Examine the back of your watch; look for any rubber gasket that may be in place. If you see a rubber gasket or ring, make sure it is lined up with the case of the watch. In order to be lined up correctly, the ring or gasket must be fitted snugly around the circumference of the watch case. If the gasket/ring is not lying flat or fitted correctly, the back cover will not snap on as it should. Place your watch face down on a soft cloth.
Look for a small indentation on the back cover of your watch. If you see an indentation, line it up with the winder on your watch. If you see no such indentation, simply place the cover on the back of the watch.
Place your thumbs at the 3 and 9 o’clock positions on the back cover and firmly press down. Make sure you use an even amount of pressure on both sides. The cover should snap into place. If not, you need to take your watch to a professional, as a case vice will be needed push the back onto the watch body.
Position your watch face down on a soft cloth. Look for any rubber gaskets or rings and make sure they are properly lined up with the case of the watch. Again, the ring or gasket needs to be fitted around the circumference of the watch case and be laying flat against the case. If misaligned, your back cover will not attach as it should.
Use your fingers to start the screw that holds the back cover in place.

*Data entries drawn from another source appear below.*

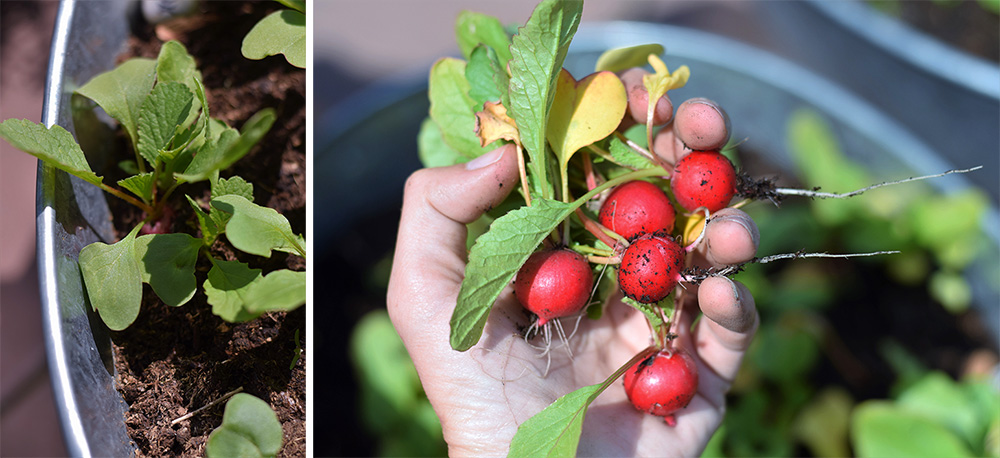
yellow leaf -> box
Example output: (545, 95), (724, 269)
(546, 69), (627, 198)
(642, 55), (690, 150)
(680, 209), (708, 246)
(474, 101), (520, 147)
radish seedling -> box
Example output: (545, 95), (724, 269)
(0, 40), (306, 330)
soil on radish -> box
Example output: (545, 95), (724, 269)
(99, 2), (305, 456)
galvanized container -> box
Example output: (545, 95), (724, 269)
(39, 0), (136, 455)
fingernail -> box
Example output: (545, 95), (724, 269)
(711, 212), (760, 249)
(723, 276), (741, 305)
(465, 146), (506, 170)
(685, 98), (731, 134)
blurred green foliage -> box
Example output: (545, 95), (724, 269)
(705, 108), (999, 457)
(349, 310), (447, 456)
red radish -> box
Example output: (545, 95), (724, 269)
(140, 205), (175, 235)
(617, 234), (685, 304)
(599, 180), (676, 241)
(514, 248), (594, 326)
(670, 150), (737, 213)
(623, 348), (699, 426)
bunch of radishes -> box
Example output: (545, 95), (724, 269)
(513, 146), (741, 425)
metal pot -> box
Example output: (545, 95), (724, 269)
(39, 0), (135, 455)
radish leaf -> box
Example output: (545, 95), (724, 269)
(429, 57), (496, 159)
(451, 198), (575, 351)
(79, 224), (143, 331)
(206, 393), (284, 458)
(211, 195), (305, 259)
(0, 119), (103, 186)
(75, 58), (156, 149)
(135, 233), (201, 307)
(506, 0), (582, 200)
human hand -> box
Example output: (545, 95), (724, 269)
(387, 71), (759, 457)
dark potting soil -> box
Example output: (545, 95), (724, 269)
(100, 2), (306, 456)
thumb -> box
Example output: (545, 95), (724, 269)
(388, 144), (520, 330)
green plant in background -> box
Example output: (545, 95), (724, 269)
(242, 0), (306, 68)
(701, 109), (999, 457)
(852, 372), (999, 457)
(0, 40), (306, 330)
(350, 310), (447, 457)
(206, 393), (285, 458)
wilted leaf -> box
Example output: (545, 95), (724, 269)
(475, 101), (519, 147)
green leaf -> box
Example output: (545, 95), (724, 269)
(187, 194), (222, 245)
(79, 225), (143, 331)
(852, 401), (974, 457)
(206, 393), (283, 458)
(608, 136), (656, 169)
(455, 10), (513, 65)
(168, 76), (210, 156)
(202, 177), (255, 238)
(156, 40), (201, 90)
(137, 82), (194, 165)
(508, 346), (656, 457)
(204, 258), (263, 322)
(594, 43), (664, 72)
(620, 295), (667, 329)
(118, 172), (155, 202)
(134, 233), (201, 307)
(428, 58), (494, 158)
(508, 383), (603, 458)
(349, 310), (422, 418)
(792, 387), (854, 458)
(241, 10), (306, 68)
(274, 0), (305, 13)
(211, 195), (306, 258)
(0, 119), (102, 186)
(156, 40), (203, 126)
(417, 117), (466, 168)
(75, 58), (157, 148)
(213, 175), (255, 201)
(244, 269), (305, 313)
(506, 0), (583, 200)
(787, 109), (870, 225)
(451, 198), (575, 351)
(897, 372), (983, 448)
(466, 45), (505, 107)
(177, 108), (275, 183)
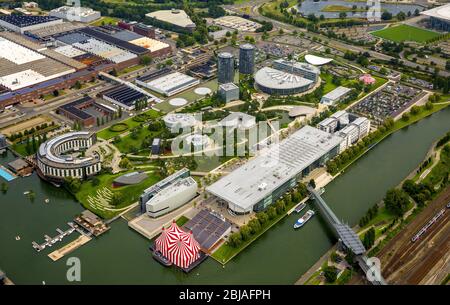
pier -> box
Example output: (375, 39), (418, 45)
(31, 222), (88, 252)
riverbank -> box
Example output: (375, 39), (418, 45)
(295, 104), (450, 285)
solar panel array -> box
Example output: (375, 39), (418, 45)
(103, 84), (146, 107)
(79, 27), (149, 55)
(0, 15), (60, 28)
(183, 209), (232, 250)
(59, 96), (94, 120)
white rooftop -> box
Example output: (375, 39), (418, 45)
(206, 125), (343, 212)
(255, 67), (313, 90)
(304, 54), (333, 66)
(219, 112), (256, 129)
(0, 37), (45, 64)
(322, 86), (351, 102)
(54, 45), (86, 58)
(146, 9), (196, 28)
(421, 3), (450, 21)
(143, 71), (199, 95)
(129, 37), (170, 53)
(73, 38), (137, 63)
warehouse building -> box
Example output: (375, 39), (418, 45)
(136, 70), (199, 96)
(0, 15), (62, 34)
(206, 126), (343, 214)
(320, 86), (352, 106)
(36, 132), (101, 183)
(118, 21), (156, 39)
(49, 6), (101, 23)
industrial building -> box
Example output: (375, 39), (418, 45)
(0, 15), (63, 34)
(212, 16), (261, 32)
(57, 96), (117, 128)
(206, 126), (343, 214)
(101, 84), (148, 111)
(36, 132), (101, 183)
(218, 82), (239, 103)
(0, 35), (75, 91)
(49, 6), (101, 23)
(217, 52), (234, 84)
(139, 168), (195, 215)
(320, 86), (352, 106)
(254, 67), (314, 96)
(239, 43), (255, 75)
(72, 38), (138, 64)
(136, 69), (199, 96)
(118, 21), (156, 38)
(421, 3), (450, 31)
(145, 9), (196, 32)
(0, 134), (7, 151)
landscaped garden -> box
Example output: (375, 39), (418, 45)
(97, 109), (162, 140)
(74, 170), (162, 219)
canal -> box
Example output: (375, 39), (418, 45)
(0, 107), (449, 284)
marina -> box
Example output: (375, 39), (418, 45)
(31, 222), (86, 252)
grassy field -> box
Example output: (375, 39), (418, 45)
(321, 5), (366, 12)
(97, 109), (162, 140)
(114, 127), (162, 154)
(371, 24), (441, 43)
(90, 16), (120, 26)
(75, 170), (161, 219)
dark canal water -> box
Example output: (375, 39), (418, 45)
(0, 107), (449, 284)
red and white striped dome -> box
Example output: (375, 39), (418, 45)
(155, 221), (200, 269)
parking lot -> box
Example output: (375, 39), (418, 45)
(351, 83), (423, 124)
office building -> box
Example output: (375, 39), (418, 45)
(0, 15), (62, 34)
(239, 43), (255, 75)
(217, 52), (234, 84)
(273, 59), (320, 82)
(49, 6), (101, 23)
(320, 86), (352, 106)
(36, 132), (101, 183)
(218, 83), (239, 103)
(421, 3), (450, 31)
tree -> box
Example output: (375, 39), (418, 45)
(362, 227), (376, 249)
(119, 157), (132, 169)
(52, 90), (59, 97)
(91, 177), (100, 187)
(309, 179), (316, 189)
(240, 225), (252, 241)
(323, 266), (338, 283)
(228, 232), (242, 248)
(64, 177), (81, 193)
(111, 192), (123, 206)
(256, 212), (269, 225)
(425, 101), (434, 110)
(267, 206), (277, 220)
(401, 112), (410, 122)
(248, 219), (261, 234)
(140, 55), (153, 66)
(384, 189), (410, 217)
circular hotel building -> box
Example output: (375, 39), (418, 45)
(254, 67), (315, 96)
(36, 132), (101, 182)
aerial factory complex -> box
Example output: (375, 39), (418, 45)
(0, 0), (449, 290)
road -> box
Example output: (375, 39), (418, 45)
(225, 1), (450, 77)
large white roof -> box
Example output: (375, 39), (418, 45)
(146, 10), (195, 28)
(421, 3), (450, 21)
(254, 67), (313, 90)
(206, 125), (343, 212)
(304, 54), (333, 66)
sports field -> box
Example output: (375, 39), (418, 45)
(371, 24), (441, 43)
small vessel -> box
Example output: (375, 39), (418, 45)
(294, 210), (315, 229)
(294, 203), (306, 213)
(15, 235), (21, 241)
(44, 198), (49, 203)
(152, 250), (172, 267)
(23, 191), (30, 195)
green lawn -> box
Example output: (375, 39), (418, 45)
(75, 170), (161, 219)
(97, 109), (162, 140)
(371, 24), (441, 44)
(90, 16), (120, 26)
(114, 128), (162, 154)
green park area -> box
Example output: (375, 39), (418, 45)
(90, 16), (119, 26)
(321, 5), (366, 12)
(74, 169), (161, 219)
(371, 24), (442, 44)
(97, 109), (162, 140)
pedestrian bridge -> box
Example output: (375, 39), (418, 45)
(307, 186), (386, 285)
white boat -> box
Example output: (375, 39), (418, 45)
(294, 203), (306, 213)
(294, 210), (315, 229)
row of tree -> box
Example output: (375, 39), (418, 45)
(228, 183), (308, 248)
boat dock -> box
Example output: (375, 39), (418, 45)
(31, 223), (83, 252)
(48, 235), (92, 262)
(287, 198), (308, 215)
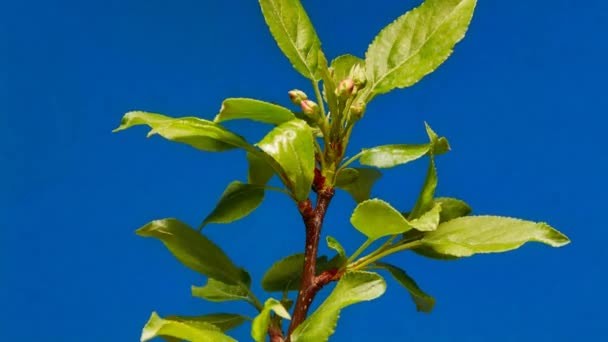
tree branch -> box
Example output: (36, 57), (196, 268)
(286, 184), (335, 339)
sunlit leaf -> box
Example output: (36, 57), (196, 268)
(141, 312), (236, 342)
(257, 119), (315, 201)
(192, 278), (250, 303)
(114, 111), (253, 152)
(165, 313), (249, 332)
(251, 298), (291, 342)
(290, 271), (386, 342)
(365, 0), (477, 96)
(359, 144), (431, 169)
(259, 0), (324, 80)
(421, 216), (570, 257)
(350, 199), (412, 240)
(214, 98), (295, 125)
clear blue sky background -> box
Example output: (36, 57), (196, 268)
(2, 0), (606, 341)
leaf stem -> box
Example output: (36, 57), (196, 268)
(312, 81), (326, 117)
(346, 238), (374, 264)
(350, 240), (423, 270)
(337, 151), (363, 172)
(245, 287), (264, 312)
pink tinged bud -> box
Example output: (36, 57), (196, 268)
(301, 99), (319, 116)
(335, 78), (355, 98)
(288, 89), (308, 106)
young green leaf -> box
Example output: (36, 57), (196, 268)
(262, 254), (330, 292)
(214, 98), (296, 125)
(409, 156), (438, 219)
(365, 0), (477, 96)
(359, 144), (431, 169)
(200, 181), (265, 229)
(141, 312), (236, 342)
(165, 313), (249, 332)
(326, 236), (348, 268)
(259, 0), (324, 81)
(409, 203), (442, 232)
(192, 278), (250, 303)
(290, 271), (386, 342)
(251, 298), (291, 342)
(257, 119), (315, 201)
(435, 197), (472, 222)
(136, 218), (244, 285)
(335, 168), (382, 203)
(247, 152), (275, 185)
(351, 199), (412, 240)
(330, 54), (365, 83)
(421, 216), (571, 257)
(373, 262), (435, 313)
(114, 111), (253, 152)
(326, 236), (346, 260)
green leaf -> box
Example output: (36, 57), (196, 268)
(409, 156), (438, 219)
(259, 0), (324, 81)
(214, 98), (296, 125)
(247, 152), (275, 185)
(351, 199), (412, 240)
(114, 111), (253, 152)
(262, 253), (329, 292)
(141, 312), (236, 342)
(373, 262), (435, 313)
(435, 197), (472, 222)
(201, 181), (265, 229)
(165, 313), (249, 332)
(359, 144), (431, 169)
(290, 271), (386, 342)
(257, 119), (315, 201)
(365, 0), (477, 96)
(421, 216), (570, 257)
(251, 298), (291, 342)
(136, 219), (244, 285)
(335, 168), (382, 203)
(409, 203), (442, 232)
(326, 236), (348, 268)
(326, 236), (346, 260)
(330, 54), (365, 83)
(192, 278), (250, 303)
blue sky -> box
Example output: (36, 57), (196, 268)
(2, 0), (606, 340)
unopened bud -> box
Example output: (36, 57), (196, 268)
(350, 64), (367, 88)
(350, 101), (366, 120)
(301, 99), (319, 116)
(288, 89), (308, 106)
(335, 78), (355, 98)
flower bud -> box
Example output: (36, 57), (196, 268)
(350, 101), (366, 120)
(350, 64), (367, 88)
(301, 99), (319, 116)
(335, 78), (355, 98)
(288, 89), (308, 106)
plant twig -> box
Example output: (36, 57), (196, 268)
(286, 185), (335, 339)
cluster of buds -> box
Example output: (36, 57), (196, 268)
(335, 64), (367, 99)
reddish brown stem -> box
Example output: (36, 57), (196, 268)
(268, 321), (284, 342)
(286, 186), (335, 340)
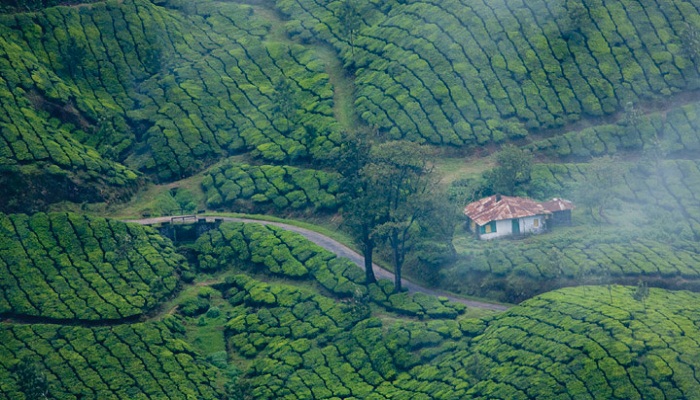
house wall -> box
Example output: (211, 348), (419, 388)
(478, 215), (546, 240)
(549, 210), (572, 227)
(478, 219), (514, 240)
(521, 215), (546, 234)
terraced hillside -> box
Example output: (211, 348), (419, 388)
(278, 0), (700, 145)
(3, 0), (700, 213)
(3, 214), (699, 399)
(0, 0), (340, 211)
(220, 281), (700, 399)
(0, 212), (183, 321)
(3, 0), (700, 397)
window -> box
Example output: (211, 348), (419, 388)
(533, 218), (539, 228)
(479, 221), (497, 235)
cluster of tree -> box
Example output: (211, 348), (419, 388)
(339, 135), (456, 292)
(449, 144), (534, 204)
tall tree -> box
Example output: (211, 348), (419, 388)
(339, 132), (381, 283)
(363, 141), (437, 292)
(338, 0), (362, 65)
(484, 144), (533, 196)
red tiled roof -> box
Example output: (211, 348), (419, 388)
(464, 195), (550, 226)
(541, 198), (575, 212)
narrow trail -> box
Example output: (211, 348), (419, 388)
(126, 215), (511, 311)
(315, 45), (359, 132)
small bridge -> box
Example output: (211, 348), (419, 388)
(141, 215), (224, 242)
(170, 215), (199, 224)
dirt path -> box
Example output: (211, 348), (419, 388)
(125, 215), (510, 311)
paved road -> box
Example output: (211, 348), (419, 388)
(125, 215), (510, 312)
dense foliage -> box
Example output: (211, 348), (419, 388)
(202, 162), (342, 212)
(278, 0), (700, 145)
(192, 221), (465, 317)
(0, 320), (222, 399)
(217, 277), (700, 399)
(0, 213), (182, 320)
(222, 274), (471, 399)
(0, 0), (341, 211)
(461, 286), (700, 399)
(528, 100), (700, 160)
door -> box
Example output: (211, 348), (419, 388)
(512, 219), (520, 234)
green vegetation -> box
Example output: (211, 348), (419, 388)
(528, 100), (700, 160)
(278, 0), (699, 145)
(3, 0), (700, 398)
(458, 286), (700, 399)
(0, 0), (341, 211)
(447, 225), (700, 302)
(189, 277), (700, 399)
(0, 321), (222, 399)
(445, 156), (700, 302)
(0, 212), (182, 320)
(202, 162), (342, 212)
(192, 221), (465, 318)
(531, 159), (700, 238)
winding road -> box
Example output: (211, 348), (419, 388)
(125, 215), (510, 312)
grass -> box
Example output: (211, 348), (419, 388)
(433, 154), (494, 187)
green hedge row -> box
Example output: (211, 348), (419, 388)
(0, 320), (222, 399)
(193, 222), (364, 296)
(0, 213), (182, 320)
(446, 227), (700, 280)
(531, 159), (700, 238)
(223, 274), (473, 399)
(277, 0), (699, 145)
(223, 275), (700, 398)
(460, 286), (700, 399)
(202, 162), (342, 211)
(0, 0), (340, 184)
(368, 279), (465, 319)
(528, 101), (700, 159)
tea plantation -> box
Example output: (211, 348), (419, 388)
(0, 0), (341, 211)
(3, 0), (700, 398)
(201, 162), (342, 212)
(0, 213), (182, 321)
(278, 0), (700, 144)
(2, 214), (700, 398)
(0, 321), (222, 399)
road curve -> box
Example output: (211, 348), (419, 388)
(124, 215), (510, 312)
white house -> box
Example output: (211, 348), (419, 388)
(464, 195), (551, 240)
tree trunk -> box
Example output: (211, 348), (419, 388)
(393, 237), (402, 292)
(364, 246), (376, 284)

Turn the screw clockwise as far as you can with your fingertips. A hatch-back watch usually has one or two small screws which hold the back cover of the watch in place.
Find a small coin, such as a penny or dime. As you'll see, the screw has a slot in it which allows you to use a coin or small screwdriver to loosen and tighten it. Use the coin to finish tightening the screw. Turn the screw until it is tight, but do not use excessive force, as you risk stripping the threads on the screw.
Examine the back of your watch and look for the presence of any rubber gaskets or rings. If present, make sure they are correctly lined up with the case of the watch. Once more, a properly aligned gasket or ring will lie flat around the circumference of the watch case.
Lay the watch face down on a soft cloth. A screw-back watch will have threads on the back cover itself. Most screw-back watches will also have four tiny slots on the back cover. Take the back cover between your fingers and start it on the case of the watch, turning it in a clockwise manner. Make sure you start it evenly. If you find it difficult to turn the cover, it may be cross-threaded. In this case, remove the cover and start it again.
Line up the notches on the wrench with the four small slots on the back cover of the wrench. Once the wrench is securely attached, finish tightening the back cover of your watch.